Since the fall of Suharto’s New Order regime, more and more Indonesian women have chosen to use the hijab as a way to outwardly express their Islamic faith and identity. But in many parts of the increasingly conservative country, the choice has turned into a requirement as sharia-influenced bylaws have been passed in many regions which require Muslim civil servants and students to wear them. In some areas like Aceh, even non-Muslim females are required to use the hijab.
Such a law doesn’t exist in Bayuwangi, the easternmost of Java’s regencies, but that didn’t stop a middle school in the city of Genteng from denying a student entrance to the school on the grounds that she was a non-Muslim who did not want to wear a hijab as required by the school.

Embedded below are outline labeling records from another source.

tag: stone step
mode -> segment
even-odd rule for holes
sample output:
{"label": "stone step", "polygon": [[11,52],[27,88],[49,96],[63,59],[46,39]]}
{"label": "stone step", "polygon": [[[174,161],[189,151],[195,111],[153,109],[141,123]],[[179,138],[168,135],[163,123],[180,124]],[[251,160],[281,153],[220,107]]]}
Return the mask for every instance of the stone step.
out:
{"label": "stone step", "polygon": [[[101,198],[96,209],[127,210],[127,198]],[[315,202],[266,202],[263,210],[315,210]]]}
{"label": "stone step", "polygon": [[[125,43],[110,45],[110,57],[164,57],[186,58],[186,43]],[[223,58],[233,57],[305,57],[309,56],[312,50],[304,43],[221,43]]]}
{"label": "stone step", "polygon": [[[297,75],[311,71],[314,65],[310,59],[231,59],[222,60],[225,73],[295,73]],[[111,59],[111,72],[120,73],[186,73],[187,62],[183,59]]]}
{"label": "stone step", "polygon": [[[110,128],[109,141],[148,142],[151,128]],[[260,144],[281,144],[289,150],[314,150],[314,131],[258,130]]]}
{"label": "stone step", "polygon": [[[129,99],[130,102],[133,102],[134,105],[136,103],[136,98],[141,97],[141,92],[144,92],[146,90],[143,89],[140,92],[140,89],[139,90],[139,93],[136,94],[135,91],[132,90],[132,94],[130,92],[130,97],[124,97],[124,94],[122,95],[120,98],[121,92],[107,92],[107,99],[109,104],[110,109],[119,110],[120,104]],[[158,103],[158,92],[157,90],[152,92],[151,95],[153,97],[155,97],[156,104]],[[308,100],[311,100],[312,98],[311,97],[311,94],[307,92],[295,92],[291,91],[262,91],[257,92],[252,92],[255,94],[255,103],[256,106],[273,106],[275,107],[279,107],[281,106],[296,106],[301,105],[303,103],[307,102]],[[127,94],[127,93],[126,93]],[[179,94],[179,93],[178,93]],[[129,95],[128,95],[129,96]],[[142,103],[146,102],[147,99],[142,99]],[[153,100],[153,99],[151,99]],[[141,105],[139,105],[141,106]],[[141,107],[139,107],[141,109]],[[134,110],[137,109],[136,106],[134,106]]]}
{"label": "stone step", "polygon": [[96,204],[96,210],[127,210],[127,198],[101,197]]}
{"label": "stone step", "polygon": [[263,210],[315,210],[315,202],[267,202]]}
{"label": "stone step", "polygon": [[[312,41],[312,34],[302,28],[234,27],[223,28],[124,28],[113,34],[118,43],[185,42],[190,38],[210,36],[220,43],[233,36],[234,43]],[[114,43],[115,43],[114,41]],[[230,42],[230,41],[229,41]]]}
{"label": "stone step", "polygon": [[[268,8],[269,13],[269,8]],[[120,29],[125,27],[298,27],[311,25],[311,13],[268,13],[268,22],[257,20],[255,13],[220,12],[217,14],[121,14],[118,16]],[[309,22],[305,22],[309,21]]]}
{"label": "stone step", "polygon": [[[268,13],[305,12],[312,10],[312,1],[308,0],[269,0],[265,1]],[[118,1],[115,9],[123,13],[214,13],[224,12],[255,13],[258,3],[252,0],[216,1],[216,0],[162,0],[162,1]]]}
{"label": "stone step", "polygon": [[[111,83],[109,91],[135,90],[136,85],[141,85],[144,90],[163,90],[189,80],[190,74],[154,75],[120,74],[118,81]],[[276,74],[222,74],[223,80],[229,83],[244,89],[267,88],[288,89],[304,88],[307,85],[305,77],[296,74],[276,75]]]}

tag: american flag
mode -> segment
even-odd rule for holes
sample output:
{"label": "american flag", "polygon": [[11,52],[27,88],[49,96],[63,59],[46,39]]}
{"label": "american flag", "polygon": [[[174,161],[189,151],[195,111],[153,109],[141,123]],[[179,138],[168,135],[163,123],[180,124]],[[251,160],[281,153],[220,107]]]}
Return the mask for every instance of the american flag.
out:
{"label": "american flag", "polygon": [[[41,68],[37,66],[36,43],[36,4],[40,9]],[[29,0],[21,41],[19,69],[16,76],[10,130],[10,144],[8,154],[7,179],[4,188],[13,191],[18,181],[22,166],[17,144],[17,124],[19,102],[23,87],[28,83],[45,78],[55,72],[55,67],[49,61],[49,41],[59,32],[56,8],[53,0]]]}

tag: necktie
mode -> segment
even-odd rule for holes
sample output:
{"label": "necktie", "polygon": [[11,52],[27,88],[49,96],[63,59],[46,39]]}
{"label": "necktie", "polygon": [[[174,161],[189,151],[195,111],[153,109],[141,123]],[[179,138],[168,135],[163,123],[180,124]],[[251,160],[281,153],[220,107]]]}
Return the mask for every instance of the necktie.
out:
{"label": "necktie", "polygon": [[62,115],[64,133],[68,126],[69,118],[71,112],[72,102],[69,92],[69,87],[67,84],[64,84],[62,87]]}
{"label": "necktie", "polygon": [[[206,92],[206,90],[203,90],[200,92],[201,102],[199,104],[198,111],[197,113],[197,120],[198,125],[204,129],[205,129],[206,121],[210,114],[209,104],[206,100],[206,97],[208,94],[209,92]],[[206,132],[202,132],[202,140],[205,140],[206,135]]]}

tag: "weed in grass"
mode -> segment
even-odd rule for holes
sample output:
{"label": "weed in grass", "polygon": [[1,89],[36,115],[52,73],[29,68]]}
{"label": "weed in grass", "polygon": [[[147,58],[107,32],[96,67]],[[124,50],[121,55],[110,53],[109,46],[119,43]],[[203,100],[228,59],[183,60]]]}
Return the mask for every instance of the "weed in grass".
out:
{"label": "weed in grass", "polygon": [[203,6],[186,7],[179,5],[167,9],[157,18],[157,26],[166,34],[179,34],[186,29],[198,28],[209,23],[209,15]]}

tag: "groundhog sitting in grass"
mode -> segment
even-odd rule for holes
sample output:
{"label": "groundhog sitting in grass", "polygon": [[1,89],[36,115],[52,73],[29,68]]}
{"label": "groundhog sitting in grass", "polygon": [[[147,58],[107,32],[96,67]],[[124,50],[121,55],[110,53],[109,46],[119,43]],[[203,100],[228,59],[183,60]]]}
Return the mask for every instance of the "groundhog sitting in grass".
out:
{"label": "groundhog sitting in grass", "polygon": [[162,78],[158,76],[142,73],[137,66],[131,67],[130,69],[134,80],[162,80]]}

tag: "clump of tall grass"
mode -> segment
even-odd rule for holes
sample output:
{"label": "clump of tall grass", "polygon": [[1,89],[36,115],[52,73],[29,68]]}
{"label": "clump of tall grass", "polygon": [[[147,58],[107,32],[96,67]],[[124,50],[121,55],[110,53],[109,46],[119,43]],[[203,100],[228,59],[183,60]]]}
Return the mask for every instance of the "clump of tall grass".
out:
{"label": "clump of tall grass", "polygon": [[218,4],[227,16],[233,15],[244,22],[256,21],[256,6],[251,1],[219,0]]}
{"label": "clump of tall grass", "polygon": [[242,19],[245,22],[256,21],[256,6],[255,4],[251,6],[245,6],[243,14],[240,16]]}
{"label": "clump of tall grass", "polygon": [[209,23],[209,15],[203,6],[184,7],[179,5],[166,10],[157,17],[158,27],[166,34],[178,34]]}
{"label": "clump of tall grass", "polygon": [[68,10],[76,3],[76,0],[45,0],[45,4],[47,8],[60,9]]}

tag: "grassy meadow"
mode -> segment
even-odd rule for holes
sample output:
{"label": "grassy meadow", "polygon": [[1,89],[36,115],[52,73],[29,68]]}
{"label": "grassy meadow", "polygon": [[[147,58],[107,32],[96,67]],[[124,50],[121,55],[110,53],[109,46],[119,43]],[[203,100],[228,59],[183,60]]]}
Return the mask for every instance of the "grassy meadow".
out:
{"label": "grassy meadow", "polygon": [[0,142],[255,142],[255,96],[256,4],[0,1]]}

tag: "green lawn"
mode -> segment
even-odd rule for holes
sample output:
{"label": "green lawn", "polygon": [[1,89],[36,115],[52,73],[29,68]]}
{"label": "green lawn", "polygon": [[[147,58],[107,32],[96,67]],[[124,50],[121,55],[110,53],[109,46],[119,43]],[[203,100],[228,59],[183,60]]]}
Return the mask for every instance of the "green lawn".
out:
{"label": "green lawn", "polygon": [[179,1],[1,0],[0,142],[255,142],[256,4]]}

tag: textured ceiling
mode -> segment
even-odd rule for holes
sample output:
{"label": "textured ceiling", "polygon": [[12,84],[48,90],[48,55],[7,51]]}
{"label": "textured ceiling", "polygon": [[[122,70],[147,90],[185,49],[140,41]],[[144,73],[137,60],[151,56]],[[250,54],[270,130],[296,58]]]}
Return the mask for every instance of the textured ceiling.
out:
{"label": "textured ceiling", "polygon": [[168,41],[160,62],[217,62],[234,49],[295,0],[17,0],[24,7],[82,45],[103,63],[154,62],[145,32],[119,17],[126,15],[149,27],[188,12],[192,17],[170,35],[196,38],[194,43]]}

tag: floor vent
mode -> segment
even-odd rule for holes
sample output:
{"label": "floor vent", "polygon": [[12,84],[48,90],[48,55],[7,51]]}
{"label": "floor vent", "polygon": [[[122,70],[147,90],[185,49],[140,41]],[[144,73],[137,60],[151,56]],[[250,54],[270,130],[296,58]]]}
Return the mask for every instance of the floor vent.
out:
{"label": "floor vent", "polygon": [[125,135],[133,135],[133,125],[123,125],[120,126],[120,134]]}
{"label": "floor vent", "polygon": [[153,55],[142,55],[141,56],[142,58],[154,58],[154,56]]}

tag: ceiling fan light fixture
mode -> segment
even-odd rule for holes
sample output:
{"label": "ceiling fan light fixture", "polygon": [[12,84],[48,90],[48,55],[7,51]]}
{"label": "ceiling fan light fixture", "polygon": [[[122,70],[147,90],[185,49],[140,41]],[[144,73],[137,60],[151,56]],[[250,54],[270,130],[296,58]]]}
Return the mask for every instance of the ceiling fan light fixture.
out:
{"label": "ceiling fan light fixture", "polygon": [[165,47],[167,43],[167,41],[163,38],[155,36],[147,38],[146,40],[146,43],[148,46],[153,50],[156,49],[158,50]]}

The regent of Banyuwangi, Abdullah Azwar Anas, said he was shocked and angry upon hearing the news that SMPN 3 Sempu had denied the girl her educational rights and said he would sanction and evaluate the school’s principal.
“I got the information and was shocked. I called Pak Sulihtiyono (the head of the regency’s education department) and asked for him to check it out. It turned out that the (hijab requirement) was the initiative of the school leadership. Frankly, I am disappointed. We are trying to uphold the harmony of society, but how can we if there is still a paradigm like this? If it is for Muslim students, it would not be a problem, but it has been generalized without looking at the background of the student’s religion,” Anas told reporters yesterday as quoted by Detik.
The incident was first reported to authorities by the student’s father after he went to enroll her in the school and purchase her uniform. School officials handed him the fabric for a hijab and told him his daughter had to wear it as a requirement to attend the school.
The father reported the incident to the Regency’s Department of Education, which was, fortunately, able to place his daughter in another middle school. The department also demanded that SMPN3 immediately revoke their regulation forcing non-Muslim students to wear the hojab.
However, the acting principal of SMPN 3 claimed that the non-Muslim student’s rejection was just a “miscommunication” and that the enrollment board had been acting on “incomplete regulations”. He said the school board actually did not require non-Muslims to wear hijabs, but that part of the regulations somehow hadn’t been communicated to the enrollment committee when they were enrolling this year’s students.